Promettere per poi non mantenere. Perché magari si è sballato qualche calcolo, con somme e sottrazioni che non tornano. E allora, peggio per chi ha venduto la pelle dell’orso prima di ucciderlo. Conclusioni a cui un economista del calibro di Paolo Savona (qui l’intervista di febbraio a Formiche.net) arriva abbastanza in fretta quando gli si chiede se nel Def in corso di stesura ci saranno più sogni che realtà. Del tipo, la flat tax o il reddito di cittadinanza, rispettivamente cavalli di battaglia di Lega e Movimento Cinque Stelle, sono proposte che potrebbero avere seri problemi di sostenibilità o magari non essere così urgenti.

“Peggio per loro se hanno promesso questo”, esordisce Savona a chi gli fa notare il rischio, concreto, di promesse elettorali che si infrangano contro il muro dei conti pubblici. “Io resto dell’avviso che sarebbe meglio non toccare le tasse in questa legislatura. Semmai preparare una riforma tributaria da consegnare a quella dopo. Lo dico per evitare che si cominci a smontare o modificare questa o quella tassa, il che darebbe il via a una girandola infinita di trattative, anche con l’Europa”. Anche perché a detta dell’economista è già successo quello che molti temevano con l’Europa che ha ricordato all’Italia il poco spazio di manovra: “Abbiamo già sbattuto sul muro dell’Ue”.

Al capitolo flat tax, a detta di Savona “sarebbe decisamente meno costoso e assai più equo socialmente se la flat tax fosse introdotta per tutti i residenti, evitando di aggiungere ingiuste discriminazioni tra cittadini-cittadini e cittadini di complemento.
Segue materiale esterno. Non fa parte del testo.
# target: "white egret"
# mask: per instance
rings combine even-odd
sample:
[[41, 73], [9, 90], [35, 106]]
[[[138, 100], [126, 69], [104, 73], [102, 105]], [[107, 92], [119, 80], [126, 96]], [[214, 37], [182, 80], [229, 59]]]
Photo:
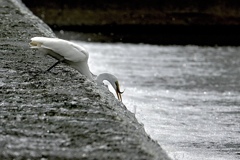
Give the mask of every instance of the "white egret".
[[[93, 75], [88, 66], [88, 52], [81, 46], [59, 38], [33, 37], [29, 43], [30, 48], [37, 48], [44, 54], [50, 55], [58, 61], [53, 64], [47, 71], [50, 71], [57, 64], [64, 62], [70, 67], [76, 69], [88, 79], [93, 80]], [[102, 85], [107, 80], [116, 91], [117, 97], [122, 101], [118, 79], [109, 73], [103, 73], [97, 76], [96, 82]]]

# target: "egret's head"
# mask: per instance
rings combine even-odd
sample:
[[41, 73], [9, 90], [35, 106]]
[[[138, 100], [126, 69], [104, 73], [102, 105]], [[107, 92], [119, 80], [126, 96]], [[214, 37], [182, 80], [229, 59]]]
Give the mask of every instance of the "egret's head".
[[40, 48], [41, 47], [41, 43], [35, 42], [35, 41], [31, 41], [29, 43], [29, 45], [30, 45], [30, 48]]
[[116, 85], [115, 91], [116, 91], [118, 100], [122, 101], [122, 95], [121, 94], [123, 94], [123, 92], [120, 91], [120, 86], [119, 86], [118, 81], [115, 82], [115, 85]]

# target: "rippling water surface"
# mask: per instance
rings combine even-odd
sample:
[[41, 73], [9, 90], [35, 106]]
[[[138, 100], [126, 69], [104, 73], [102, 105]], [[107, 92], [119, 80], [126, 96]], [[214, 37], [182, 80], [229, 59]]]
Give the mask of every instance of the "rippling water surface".
[[77, 43], [173, 159], [240, 159], [240, 47]]

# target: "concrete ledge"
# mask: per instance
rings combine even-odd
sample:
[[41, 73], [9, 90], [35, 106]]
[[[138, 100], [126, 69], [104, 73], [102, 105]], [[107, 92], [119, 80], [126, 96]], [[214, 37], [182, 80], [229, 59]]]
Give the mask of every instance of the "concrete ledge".
[[55, 35], [19, 1], [0, 1], [0, 159], [168, 160], [105, 88], [28, 47]]

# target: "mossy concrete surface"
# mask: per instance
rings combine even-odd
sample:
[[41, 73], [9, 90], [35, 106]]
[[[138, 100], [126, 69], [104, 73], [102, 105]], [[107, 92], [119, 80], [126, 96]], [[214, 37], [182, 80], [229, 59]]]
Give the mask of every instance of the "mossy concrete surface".
[[0, 0], [0, 159], [168, 160], [105, 88], [29, 49], [55, 37], [20, 1]]

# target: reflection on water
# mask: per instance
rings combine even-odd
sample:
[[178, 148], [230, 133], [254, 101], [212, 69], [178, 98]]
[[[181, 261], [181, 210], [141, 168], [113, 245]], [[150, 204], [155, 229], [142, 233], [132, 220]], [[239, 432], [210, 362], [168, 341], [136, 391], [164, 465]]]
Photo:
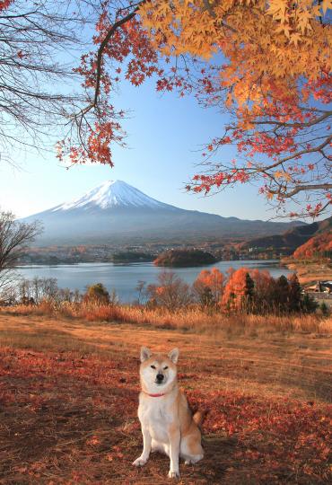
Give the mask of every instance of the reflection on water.
[[[176, 268], [172, 270], [187, 283], [192, 284], [202, 269], [213, 267], [218, 268], [225, 273], [229, 268], [238, 269], [246, 267], [249, 269], [267, 269], [274, 278], [288, 275], [291, 271], [287, 268], [279, 266], [279, 261], [247, 260], [247, 261], [220, 261], [210, 266], [199, 268]], [[56, 278], [58, 287], [68, 287], [72, 290], [83, 291], [87, 285], [102, 283], [109, 289], [115, 289], [120, 300], [131, 302], [137, 297], [135, 287], [138, 281], [145, 281], [147, 285], [155, 283], [162, 268], [153, 263], [80, 263], [75, 265], [58, 266], [24, 266], [18, 268], [21, 277], [31, 279], [33, 277]]]

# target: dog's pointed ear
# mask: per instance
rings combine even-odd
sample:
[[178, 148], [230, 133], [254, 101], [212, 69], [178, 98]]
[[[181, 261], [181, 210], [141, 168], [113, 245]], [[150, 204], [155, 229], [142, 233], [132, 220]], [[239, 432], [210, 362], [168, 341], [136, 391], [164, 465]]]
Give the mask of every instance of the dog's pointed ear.
[[152, 355], [153, 353], [150, 348], [148, 348], [147, 347], [141, 348], [141, 362], [144, 362], [145, 360], [150, 358]]
[[179, 359], [179, 348], [173, 348], [173, 350], [170, 350], [170, 352], [169, 353], [169, 357], [174, 364], [176, 364]]

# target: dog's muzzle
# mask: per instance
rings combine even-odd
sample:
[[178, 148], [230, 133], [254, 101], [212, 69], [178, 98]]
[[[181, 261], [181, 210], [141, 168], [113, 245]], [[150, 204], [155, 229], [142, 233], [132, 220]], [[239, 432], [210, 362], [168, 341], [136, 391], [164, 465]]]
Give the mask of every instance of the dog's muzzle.
[[162, 384], [164, 379], [163, 374], [157, 374], [155, 379], [156, 379], [157, 384]]

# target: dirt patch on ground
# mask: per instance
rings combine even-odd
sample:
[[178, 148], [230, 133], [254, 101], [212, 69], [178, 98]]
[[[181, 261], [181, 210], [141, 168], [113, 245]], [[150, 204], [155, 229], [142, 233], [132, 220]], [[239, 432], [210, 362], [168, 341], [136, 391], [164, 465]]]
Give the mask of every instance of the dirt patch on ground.
[[265, 340], [132, 325], [0, 317], [0, 483], [164, 483], [140, 470], [140, 345], [179, 346], [179, 382], [206, 410], [205, 459], [179, 483], [328, 483], [332, 340]]

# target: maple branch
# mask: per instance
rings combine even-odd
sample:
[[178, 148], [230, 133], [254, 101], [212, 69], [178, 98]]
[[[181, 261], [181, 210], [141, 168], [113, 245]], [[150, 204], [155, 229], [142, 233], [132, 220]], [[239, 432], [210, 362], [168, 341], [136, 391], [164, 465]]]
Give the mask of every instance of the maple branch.
[[[141, 2], [139, 4], [143, 4], [143, 2]], [[93, 108], [93, 107], [95, 107], [97, 105], [98, 97], [99, 97], [100, 91], [102, 53], [103, 53], [106, 46], [108, 45], [109, 39], [115, 33], [117, 29], [118, 29], [118, 27], [121, 27], [121, 25], [123, 25], [127, 22], [133, 19], [135, 17], [135, 15], [136, 14], [136, 12], [138, 11], [138, 8], [139, 8], [139, 5], [137, 5], [134, 9], [133, 12], [131, 12], [130, 13], [128, 13], [127, 15], [126, 15], [122, 19], [120, 19], [120, 20], [117, 21], [116, 22], [114, 22], [113, 25], [111, 26], [111, 28], [109, 29], [109, 31], [108, 31], [108, 33], [106, 34], [105, 39], [103, 40], [103, 41], [101, 42], [101, 44], [99, 47], [98, 54], [97, 54], [97, 80], [96, 80], [96, 87], [95, 87], [95, 90], [94, 90], [94, 100], [93, 100], [93, 103], [92, 105], [92, 108]]]
[[[214, 10], [214, 6], [216, 4], [216, 2], [214, 2], [214, 4], [211, 4], [209, 3], [209, 0], [203, 0], [203, 3], [205, 4], [205, 10], [207, 10], [207, 12], [210, 13], [211, 17], [213, 17], [214, 19], [216, 19], [217, 16], [216, 16], [216, 13], [215, 13]], [[224, 21], [222, 21], [220, 22], [220, 24], [223, 27], [225, 27], [226, 29], [229, 29], [230, 31], [232, 31], [234, 33], [238, 32], [238, 31], [233, 29], [233, 27], [231, 27], [231, 25], [228, 25], [228, 23], [226, 23]]]
[[279, 127], [288, 127], [288, 128], [300, 128], [300, 127], [312, 127], [313, 125], [317, 125], [318, 123], [320, 123], [320, 121], [324, 121], [327, 118], [329, 118], [332, 116], [332, 111], [324, 111], [324, 114], [319, 116], [319, 118], [315, 118], [315, 119], [311, 119], [311, 121], [304, 121], [301, 123], [283, 123], [282, 121], [254, 121], [255, 125], [277, 125]]
[[[283, 192], [283, 198], [290, 198], [302, 190], [329, 190], [332, 189], [332, 183], [321, 183], [315, 185], [298, 185], [293, 189], [290, 192]], [[278, 190], [269, 190], [271, 194], [278, 194]]]

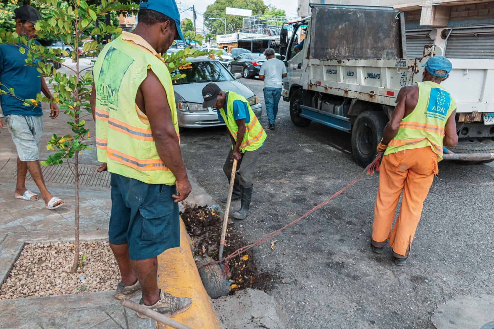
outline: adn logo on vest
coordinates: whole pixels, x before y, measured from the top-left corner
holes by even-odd
[[[451,104],[451,96],[447,91],[440,88],[432,88],[429,96],[426,114],[428,117],[444,121],[446,120]]]

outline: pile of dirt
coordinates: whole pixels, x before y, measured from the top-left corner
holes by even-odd
[[[223,221],[221,215],[207,206],[186,206],[180,215],[190,236],[194,255],[207,255],[217,260]],[[235,224],[229,222],[223,257],[248,244]],[[277,281],[272,273],[259,272],[251,250],[230,259],[229,265],[232,283],[230,294],[247,288],[269,291]]]
[[[120,273],[108,241],[81,241],[79,267],[70,273],[74,243],[26,244],[0,287],[0,300],[115,290]]]

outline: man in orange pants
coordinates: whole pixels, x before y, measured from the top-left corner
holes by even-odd
[[[386,240],[393,247],[395,264],[403,266],[420,219],[443,145],[453,146],[456,135],[456,103],[440,83],[452,66],[442,56],[431,57],[422,80],[401,88],[393,117],[384,128],[377,152],[384,152],[374,210],[371,246],[382,252]],[[403,192],[401,208],[392,230],[396,206]]]

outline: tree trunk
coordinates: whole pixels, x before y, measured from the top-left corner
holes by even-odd
[[[79,153],[76,152],[74,158],[74,172],[75,175],[76,187],[76,209],[74,212],[74,229],[76,233],[76,241],[74,242],[74,264],[71,273],[77,271],[79,263]]]

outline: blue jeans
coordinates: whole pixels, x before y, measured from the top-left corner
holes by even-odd
[[[149,259],[180,245],[178,204],[175,185],[146,184],[111,173],[112,214],[108,240],[128,245],[132,260]]]
[[[268,121],[270,124],[274,124],[278,114],[278,105],[281,98],[281,88],[265,88],[263,90]]]

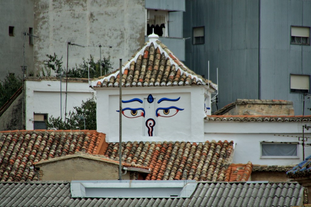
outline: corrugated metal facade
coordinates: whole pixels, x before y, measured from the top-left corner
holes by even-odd
[[[148,41],[148,40],[147,36],[145,37],[145,42]],[[160,37],[159,40],[165,45],[178,59],[182,61],[184,61],[184,40],[182,38]]]
[[[216,82],[219,68],[219,108],[237,98],[258,97],[258,1],[186,2],[184,16],[186,65]],[[193,45],[193,28],[204,26],[205,43]],[[187,31],[186,31],[186,30]]]
[[[146,9],[182,11],[186,10],[185,0],[146,0]]]
[[[302,115],[303,94],[290,92],[290,74],[311,75],[311,47],[291,44],[290,27],[311,26],[311,1],[261,0],[260,10],[261,98],[292,101]],[[311,114],[308,97],[305,115]]]
[[[311,47],[290,44],[290,26],[311,26],[311,1],[189,0],[186,8],[185,64],[207,78],[209,60],[215,82],[219,68],[219,108],[237,98],[282,99],[302,114],[303,95],[290,92],[290,74],[311,75]],[[200,26],[204,44],[193,45]],[[305,105],[311,114],[311,99]]]

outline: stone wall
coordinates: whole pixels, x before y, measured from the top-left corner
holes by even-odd
[[[61,160],[38,167],[39,179],[42,181],[116,180],[119,177],[118,165],[81,158]],[[129,180],[130,173],[128,171],[123,179]]]
[[[69,67],[89,59],[111,57],[115,69],[145,42],[146,11],[144,0],[38,0],[35,2],[35,31],[40,37],[35,46],[35,66],[39,72],[46,54],[62,56]],[[109,47],[111,46],[111,48]],[[103,74],[104,75],[104,74]]]
[[[286,101],[237,99],[221,109],[224,115],[294,115],[293,102]]]

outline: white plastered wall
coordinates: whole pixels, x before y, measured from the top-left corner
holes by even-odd
[[[61,116],[60,82],[56,80],[27,80],[26,81],[26,126],[27,130],[33,129],[34,113],[47,114]],[[62,118],[64,120],[66,82],[62,83]],[[81,106],[82,101],[93,97],[96,92],[88,83],[68,82],[67,112],[73,111],[75,106]]]
[[[119,107],[119,88],[102,88],[97,90],[97,131],[106,134],[107,142],[118,142],[119,114],[116,111]],[[156,135],[153,136],[144,135],[144,130],[146,127],[144,119],[149,116],[154,117],[155,111],[154,114],[148,114],[146,109],[145,117],[129,118],[123,115],[122,141],[205,141],[204,101],[204,93],[207,92],[210,97],[210,92],[207,92],[205,87],[196,86],[123,88],[123,101],[135,98],[143,100],[149,94],[152,95],[156,102],[164,97],[176,99],[180,97],[176,101],[156,103],[156,108],[174,106],[183,110],[170,117],[156,117],[154,129],[156,130]],[[122,107],[123,109],[143,108],[144,104],[138,101],[123,103]]]
[[[234,154],[233,163],[246,163],[249,161],[253,164],[268,165],[296,165],[303,161],[303,148],[299,145],[296,158],[264,158],[261,157],[260,143],[262,141],[277,142],[299,142],[298,137],[302,136],[301,122],[238,122],[208,121],[204,123],[204,136],[211,141],[233,141]],[[311,125],[311,123],[307,123]],[[311,131],[311,130],[310,130]],[[311,131],[305,136],[310,137]],[[276,135],[275,135],[275,134]],[[280,135],[281,136],[278,136]],[[283,136],[282,135],[286,136]],[[301,138],[300,139],[302,140]],[[308,139],[306,144],[311,143]],[[305,147],[305,157],[311,154],[311,147]]]

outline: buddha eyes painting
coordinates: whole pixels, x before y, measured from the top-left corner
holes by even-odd
[[[173,104],[178,101],[180,98],[180,97],[176,99],[163,97],[156,101],[156,98],[151,94],[143,100],[135,98],[129,100],[122,100],[122,102],[124,104],[123,107],[124,108],[122,109],[122,114],[125,117],[130,119],[142,117],[140,118],[144,119],[144,135],[149,136],[156,136],[156,120],[160,121],[157,118],[172,117],[184,110],[184,109],[174,106]],[[168,103],[172,104],[168,105]],[[165,103],[166,104],[164,104]],[[127,105],[137,107],[127,107]],[[118,110],[116,111],[119,112]]]

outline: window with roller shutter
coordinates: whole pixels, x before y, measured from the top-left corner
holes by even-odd
[[[193,27],[193,45],[204,44],[204,27]]]
[[[308,27],[291,27],[290,42],[294,45],[310,45],[310,28]]]
[[[310,76],[290,74],[290,92],[308,93],[309,92]]]

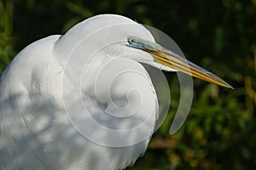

Insomma, impostata così la flat tax rischia di essere più uno spot che altro”. In pratica? “Mi riferisco al fatto che le tasse comunali vengono applicate in forma aumentata per i non residenti, come pure i costi dei servizi di pubblica utilità in violazione del principio democratico che non può essere tassato chi non partecipa alla decisione, norma aggirata perché il Parlamento autorizza a farlo. È una vergogna. E poi non dimentichiamoci che i ricchi oggi pagano meno dei poveri perché incassano cedole tassate al 26% invece delle aliquote marginali superiori al 44%: in questo senso, se si pratica la flat tax per tutti, la progressività delle imposte migliorerà, perché passerà dalla tassazione dei consumi, che saranno più elevati quanto più lo è il reddito”.

Molto meglio incidere sull’Iva, disinnescando la clausola di salvaguardia già nel Def. Per Savona è essenziale congelare l’aumento dell’imposta, visto che la stessa clausola di salvaguardia è figlia “di una demenzialità: far aumentare le tasse solo perché il governo spende di più, è un qualcosa che risale al governo Monti. Sinceramente penso che su questo tema l’esecutivo che verrà dovrebbe pronunciarsi immediatamente per bloccare la clausola”.

Terza questione legata al Def, la creatura grillina del reddito di cittadinanza. Su questo tema Savona, ma non solo, ha dei dubbi. “Altro non è che un sussidio automatico alla disoccupazione. Se passa attraverso un’attenta verifica dei destinatari allora si può fare, perché forme di sussidio esistono già da noi e il rischio è che senza una mappa di chi ne ha effettivamente bisogno, rischia di essere un incentivo a non fare niente a non cercare lavoro”.

Savona in questo senso condivide la posizione del sociologo Domenico De Masi (al quale il Movimento Cinque Stelle commissionò una ricerca dalla quale prese forma il volume manifesto Lavoro 2025): il reddito di cittadinanza può funzionare se concepito come “sussidio di disoccupazione e di povertà erogato automaticamente e non ottenuto dopo una negoziazione con le forze politiche al governo, che sarebbe un restare nella logica del passato in materia”. Purché, come detto, vada a chi ne ha veramente bisogno.

A interrogarsi sul reddito di cittadinanza è stato sempre ieri anche il presidente di Confindustria, Vincenzo Boccia. “Le cifre ci sono ma non si sa dove andranno a prendere le risorse. Sono cose importantissime, ma dobbiamo stare attenti a non sfondare il deficit, perché  significa debito pubblico. E andare a chiedere di fare più debito non mi sembra un capolavoro per l’Italia”.